Chapitre 1La Cathédrale de Saint-Marcellus


L’air à l’intérieur de la cathédrale de Saint-Marcellus était lourd, imprégné d’encens et d’un léger relent métallique de cire fondue. Les flèches imposantes s’élançaient vers le ciel, mais leur grandeur semblait peser sur moi comme un poids insupportable, au lieu de m’élever vers la divinité. Les vitraux transformaient la lumière de fin d’après-midi en éclats de couleurs qui dansaient sur le sol de marbre poli, une beauté impitoyable et indifférente au drame qui se jouait en dessous.
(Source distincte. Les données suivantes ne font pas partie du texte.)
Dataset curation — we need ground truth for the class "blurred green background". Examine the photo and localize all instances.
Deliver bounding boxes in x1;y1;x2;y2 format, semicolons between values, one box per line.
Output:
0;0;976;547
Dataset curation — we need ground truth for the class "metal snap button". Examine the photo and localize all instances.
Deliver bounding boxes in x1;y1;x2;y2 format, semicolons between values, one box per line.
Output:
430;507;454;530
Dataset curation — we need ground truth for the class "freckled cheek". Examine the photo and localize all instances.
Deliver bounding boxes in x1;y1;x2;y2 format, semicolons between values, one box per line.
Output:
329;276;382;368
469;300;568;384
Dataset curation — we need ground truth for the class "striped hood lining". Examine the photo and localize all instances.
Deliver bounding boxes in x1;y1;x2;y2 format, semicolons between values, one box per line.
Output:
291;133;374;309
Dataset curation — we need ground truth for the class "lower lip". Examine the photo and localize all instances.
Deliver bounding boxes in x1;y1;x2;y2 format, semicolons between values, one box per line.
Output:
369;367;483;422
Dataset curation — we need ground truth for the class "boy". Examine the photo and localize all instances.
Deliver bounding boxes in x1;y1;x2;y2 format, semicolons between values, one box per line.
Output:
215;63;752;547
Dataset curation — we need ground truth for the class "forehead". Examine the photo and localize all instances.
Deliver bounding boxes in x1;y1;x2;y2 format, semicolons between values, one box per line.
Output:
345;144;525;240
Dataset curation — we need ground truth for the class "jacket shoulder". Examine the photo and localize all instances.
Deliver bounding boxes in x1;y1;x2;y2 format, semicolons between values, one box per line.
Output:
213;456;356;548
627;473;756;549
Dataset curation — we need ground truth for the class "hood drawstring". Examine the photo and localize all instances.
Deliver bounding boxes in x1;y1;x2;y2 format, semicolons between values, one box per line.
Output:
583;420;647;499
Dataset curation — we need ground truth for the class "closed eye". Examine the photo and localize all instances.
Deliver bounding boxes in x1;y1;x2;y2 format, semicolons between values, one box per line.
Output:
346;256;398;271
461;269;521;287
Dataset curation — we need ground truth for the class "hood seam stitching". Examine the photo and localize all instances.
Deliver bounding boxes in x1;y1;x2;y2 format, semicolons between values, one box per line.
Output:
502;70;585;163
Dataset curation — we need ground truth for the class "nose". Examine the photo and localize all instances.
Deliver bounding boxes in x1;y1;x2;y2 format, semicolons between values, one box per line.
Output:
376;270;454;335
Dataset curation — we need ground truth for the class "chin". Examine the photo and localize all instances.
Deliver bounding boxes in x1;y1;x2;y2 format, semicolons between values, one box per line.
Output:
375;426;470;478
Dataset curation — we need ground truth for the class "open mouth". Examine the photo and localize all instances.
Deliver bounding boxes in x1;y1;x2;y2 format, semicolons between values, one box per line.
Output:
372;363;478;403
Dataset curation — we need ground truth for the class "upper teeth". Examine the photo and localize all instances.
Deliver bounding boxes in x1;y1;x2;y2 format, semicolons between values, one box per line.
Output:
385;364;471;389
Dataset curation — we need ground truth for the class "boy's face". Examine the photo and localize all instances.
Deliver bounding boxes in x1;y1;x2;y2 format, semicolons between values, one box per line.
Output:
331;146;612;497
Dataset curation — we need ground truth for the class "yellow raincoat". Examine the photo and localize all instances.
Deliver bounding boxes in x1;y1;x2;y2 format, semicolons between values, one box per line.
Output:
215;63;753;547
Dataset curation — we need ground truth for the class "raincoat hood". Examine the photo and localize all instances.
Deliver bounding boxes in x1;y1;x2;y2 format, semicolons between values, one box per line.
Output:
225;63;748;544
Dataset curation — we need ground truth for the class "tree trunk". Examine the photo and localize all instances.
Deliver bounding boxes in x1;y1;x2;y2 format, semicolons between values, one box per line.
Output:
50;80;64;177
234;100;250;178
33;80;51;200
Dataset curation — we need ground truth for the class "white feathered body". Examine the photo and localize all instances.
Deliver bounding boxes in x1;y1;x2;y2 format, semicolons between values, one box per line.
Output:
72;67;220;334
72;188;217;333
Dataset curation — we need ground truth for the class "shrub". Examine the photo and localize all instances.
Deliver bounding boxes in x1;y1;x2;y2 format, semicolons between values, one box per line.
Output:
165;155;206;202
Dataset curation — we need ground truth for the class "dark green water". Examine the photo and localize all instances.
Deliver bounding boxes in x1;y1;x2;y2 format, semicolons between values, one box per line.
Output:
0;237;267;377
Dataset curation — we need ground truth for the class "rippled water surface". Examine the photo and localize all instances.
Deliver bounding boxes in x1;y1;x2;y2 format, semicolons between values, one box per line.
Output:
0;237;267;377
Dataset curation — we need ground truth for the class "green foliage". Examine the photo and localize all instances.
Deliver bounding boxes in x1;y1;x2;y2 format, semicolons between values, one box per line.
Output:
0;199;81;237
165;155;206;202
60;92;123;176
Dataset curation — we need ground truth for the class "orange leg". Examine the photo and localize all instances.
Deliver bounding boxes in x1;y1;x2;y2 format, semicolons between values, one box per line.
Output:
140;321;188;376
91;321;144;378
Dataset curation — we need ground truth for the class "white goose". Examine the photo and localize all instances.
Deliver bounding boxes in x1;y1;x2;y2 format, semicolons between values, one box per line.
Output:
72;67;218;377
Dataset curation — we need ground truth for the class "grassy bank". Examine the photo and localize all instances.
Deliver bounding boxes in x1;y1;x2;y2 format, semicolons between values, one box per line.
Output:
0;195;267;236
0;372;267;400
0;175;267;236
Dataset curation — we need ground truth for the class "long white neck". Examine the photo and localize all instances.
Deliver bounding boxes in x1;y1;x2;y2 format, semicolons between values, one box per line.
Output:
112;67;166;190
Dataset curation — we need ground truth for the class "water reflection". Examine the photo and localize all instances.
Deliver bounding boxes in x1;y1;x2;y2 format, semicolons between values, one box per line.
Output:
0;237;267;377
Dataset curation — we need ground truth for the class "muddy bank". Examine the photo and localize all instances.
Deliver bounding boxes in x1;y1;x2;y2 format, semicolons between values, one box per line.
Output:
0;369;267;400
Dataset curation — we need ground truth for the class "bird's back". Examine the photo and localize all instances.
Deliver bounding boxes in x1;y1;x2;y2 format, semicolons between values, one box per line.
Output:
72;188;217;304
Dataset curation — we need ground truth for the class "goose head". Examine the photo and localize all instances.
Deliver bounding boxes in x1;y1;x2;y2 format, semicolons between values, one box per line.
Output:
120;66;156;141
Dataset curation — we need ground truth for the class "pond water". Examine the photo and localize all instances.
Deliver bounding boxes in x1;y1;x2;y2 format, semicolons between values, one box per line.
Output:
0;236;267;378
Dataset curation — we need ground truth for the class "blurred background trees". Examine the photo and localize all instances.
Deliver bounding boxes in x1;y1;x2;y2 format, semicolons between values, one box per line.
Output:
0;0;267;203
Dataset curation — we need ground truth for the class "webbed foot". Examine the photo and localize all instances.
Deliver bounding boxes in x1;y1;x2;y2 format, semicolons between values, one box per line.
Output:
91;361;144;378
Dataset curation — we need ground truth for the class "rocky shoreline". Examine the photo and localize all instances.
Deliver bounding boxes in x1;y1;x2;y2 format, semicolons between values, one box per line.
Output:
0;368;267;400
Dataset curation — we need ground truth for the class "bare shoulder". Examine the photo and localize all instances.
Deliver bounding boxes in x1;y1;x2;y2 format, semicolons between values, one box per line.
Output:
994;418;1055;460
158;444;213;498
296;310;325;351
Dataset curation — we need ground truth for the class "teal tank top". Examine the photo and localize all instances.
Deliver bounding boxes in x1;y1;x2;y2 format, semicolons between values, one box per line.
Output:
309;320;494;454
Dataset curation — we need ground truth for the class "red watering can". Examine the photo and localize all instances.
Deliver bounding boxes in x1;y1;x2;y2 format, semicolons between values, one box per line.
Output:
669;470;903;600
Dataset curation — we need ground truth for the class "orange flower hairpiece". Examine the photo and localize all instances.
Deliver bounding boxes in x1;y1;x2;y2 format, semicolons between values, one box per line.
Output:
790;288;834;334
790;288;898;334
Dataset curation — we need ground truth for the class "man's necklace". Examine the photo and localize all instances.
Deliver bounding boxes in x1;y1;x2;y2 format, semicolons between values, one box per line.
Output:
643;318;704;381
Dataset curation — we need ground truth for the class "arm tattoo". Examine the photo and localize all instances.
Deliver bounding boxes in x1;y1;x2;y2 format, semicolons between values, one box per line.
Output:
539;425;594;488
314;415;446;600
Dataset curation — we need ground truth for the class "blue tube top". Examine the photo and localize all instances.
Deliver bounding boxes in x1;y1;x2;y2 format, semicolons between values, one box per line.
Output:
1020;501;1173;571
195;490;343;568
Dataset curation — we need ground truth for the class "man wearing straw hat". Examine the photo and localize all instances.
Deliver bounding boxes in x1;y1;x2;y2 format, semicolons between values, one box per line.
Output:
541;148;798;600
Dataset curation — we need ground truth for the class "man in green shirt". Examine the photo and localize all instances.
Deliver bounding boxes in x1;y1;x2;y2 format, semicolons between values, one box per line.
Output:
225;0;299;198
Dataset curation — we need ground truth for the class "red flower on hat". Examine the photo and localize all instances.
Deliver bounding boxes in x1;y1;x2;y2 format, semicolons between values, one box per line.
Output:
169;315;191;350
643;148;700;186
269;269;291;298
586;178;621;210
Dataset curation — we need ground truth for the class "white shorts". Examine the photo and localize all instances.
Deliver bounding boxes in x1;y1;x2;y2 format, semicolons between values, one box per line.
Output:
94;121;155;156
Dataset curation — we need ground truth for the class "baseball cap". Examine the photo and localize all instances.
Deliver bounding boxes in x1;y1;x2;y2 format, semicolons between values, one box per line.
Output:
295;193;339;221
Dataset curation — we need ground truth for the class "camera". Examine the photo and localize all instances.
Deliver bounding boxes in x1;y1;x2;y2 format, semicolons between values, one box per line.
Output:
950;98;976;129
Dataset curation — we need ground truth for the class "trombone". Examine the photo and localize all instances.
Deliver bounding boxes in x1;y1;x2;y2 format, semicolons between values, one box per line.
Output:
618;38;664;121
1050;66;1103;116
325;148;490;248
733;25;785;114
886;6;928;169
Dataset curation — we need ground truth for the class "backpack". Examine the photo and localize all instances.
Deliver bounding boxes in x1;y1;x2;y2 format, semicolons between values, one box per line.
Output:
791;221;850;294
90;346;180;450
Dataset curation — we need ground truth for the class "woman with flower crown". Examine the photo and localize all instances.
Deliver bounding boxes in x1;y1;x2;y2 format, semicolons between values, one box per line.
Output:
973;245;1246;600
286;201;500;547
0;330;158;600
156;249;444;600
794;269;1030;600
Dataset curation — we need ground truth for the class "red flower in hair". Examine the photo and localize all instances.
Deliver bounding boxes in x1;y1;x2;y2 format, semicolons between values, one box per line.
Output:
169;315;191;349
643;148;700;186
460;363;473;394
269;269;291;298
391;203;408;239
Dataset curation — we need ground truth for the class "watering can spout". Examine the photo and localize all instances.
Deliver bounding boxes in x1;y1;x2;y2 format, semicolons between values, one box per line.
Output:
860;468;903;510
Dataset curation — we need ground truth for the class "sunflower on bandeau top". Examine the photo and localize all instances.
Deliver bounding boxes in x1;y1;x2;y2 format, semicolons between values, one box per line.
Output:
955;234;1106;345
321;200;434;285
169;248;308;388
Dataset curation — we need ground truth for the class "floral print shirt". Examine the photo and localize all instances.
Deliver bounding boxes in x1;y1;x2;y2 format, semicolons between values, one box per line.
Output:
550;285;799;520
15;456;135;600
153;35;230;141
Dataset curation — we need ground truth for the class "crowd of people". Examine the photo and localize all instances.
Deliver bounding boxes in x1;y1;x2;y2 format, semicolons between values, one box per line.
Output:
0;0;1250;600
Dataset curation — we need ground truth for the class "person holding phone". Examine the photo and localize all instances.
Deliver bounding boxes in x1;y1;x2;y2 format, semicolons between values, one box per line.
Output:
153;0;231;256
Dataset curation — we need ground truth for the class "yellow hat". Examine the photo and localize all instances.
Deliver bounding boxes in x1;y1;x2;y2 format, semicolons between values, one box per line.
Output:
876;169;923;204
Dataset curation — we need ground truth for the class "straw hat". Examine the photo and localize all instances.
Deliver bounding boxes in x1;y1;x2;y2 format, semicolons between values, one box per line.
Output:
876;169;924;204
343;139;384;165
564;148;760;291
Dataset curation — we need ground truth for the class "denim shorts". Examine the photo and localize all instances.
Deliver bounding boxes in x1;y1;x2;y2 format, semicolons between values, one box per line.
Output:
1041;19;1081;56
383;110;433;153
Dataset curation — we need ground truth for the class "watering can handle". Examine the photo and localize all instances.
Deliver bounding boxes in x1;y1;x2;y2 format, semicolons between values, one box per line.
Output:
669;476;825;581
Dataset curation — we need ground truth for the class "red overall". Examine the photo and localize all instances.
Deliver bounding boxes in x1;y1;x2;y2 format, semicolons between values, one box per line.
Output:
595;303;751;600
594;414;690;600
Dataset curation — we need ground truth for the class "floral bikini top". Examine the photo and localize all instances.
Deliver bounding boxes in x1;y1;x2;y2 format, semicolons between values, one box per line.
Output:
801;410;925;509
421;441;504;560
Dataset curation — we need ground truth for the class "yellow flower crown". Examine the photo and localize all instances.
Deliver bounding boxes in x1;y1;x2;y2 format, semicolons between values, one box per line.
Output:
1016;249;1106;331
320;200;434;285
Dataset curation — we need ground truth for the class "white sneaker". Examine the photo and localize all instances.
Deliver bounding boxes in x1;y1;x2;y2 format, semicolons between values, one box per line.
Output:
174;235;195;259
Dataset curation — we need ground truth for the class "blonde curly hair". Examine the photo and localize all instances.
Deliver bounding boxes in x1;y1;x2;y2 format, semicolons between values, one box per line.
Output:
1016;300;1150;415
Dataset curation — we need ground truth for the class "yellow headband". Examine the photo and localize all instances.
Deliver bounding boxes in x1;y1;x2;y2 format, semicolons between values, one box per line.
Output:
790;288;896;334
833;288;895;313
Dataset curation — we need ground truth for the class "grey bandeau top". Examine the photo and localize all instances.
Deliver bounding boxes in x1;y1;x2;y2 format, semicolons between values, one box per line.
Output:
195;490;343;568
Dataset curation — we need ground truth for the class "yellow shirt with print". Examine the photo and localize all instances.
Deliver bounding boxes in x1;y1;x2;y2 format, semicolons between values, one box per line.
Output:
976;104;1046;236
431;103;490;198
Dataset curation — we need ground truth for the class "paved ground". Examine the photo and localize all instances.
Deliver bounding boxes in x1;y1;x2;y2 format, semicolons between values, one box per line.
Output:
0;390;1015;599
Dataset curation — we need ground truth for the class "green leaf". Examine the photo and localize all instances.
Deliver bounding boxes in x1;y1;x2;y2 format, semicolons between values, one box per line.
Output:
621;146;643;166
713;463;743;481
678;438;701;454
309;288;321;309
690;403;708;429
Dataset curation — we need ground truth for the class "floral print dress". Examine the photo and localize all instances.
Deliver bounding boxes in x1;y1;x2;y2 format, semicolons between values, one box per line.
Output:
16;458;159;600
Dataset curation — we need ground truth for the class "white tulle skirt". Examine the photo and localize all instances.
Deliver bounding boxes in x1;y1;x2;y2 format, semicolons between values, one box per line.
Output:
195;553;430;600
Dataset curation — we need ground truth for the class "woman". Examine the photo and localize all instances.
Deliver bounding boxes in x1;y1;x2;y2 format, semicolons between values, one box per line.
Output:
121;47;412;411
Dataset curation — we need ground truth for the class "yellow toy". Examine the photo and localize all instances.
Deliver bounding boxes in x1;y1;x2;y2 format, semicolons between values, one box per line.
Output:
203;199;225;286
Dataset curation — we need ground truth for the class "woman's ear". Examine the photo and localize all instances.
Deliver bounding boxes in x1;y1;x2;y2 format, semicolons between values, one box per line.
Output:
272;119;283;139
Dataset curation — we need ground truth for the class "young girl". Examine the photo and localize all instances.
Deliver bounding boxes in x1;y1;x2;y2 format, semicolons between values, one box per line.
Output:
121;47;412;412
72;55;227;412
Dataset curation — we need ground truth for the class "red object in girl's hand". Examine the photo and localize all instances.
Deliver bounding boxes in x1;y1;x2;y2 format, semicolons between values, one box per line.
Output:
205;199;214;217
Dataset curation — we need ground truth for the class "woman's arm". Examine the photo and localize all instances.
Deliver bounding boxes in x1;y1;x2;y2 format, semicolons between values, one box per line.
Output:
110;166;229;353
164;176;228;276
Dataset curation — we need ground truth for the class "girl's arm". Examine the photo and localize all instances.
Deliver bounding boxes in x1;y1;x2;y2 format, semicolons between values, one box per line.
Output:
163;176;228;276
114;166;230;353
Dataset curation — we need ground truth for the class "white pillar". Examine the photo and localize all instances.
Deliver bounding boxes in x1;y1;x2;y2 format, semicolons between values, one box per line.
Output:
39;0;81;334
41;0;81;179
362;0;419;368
Mes talons claquaient sur la pierre froide alors que je m’approchais de l’autel, mes nerfs tendus au point de rupture.

Je devrais me sentir belle. La robe sur mesure—chef-d’œuvre de soie ivoire, de dentelle délicate et de perles nacrées—était parfaite, chaque détail méticuleusement pensé pour impressionner. Les perles luisaient doucement sous la lumière tamisée de la cathédrale, des témoins silencieux mais parfaits d’une vie organisée avec soin. Ma coiffure, un chignon irréprochable élaboré ce matin, était restée intacte. Mon maquillage était impeccable, mes lèvres peintes d’un rose tendre, choisies pour évoquer une discrète élégance.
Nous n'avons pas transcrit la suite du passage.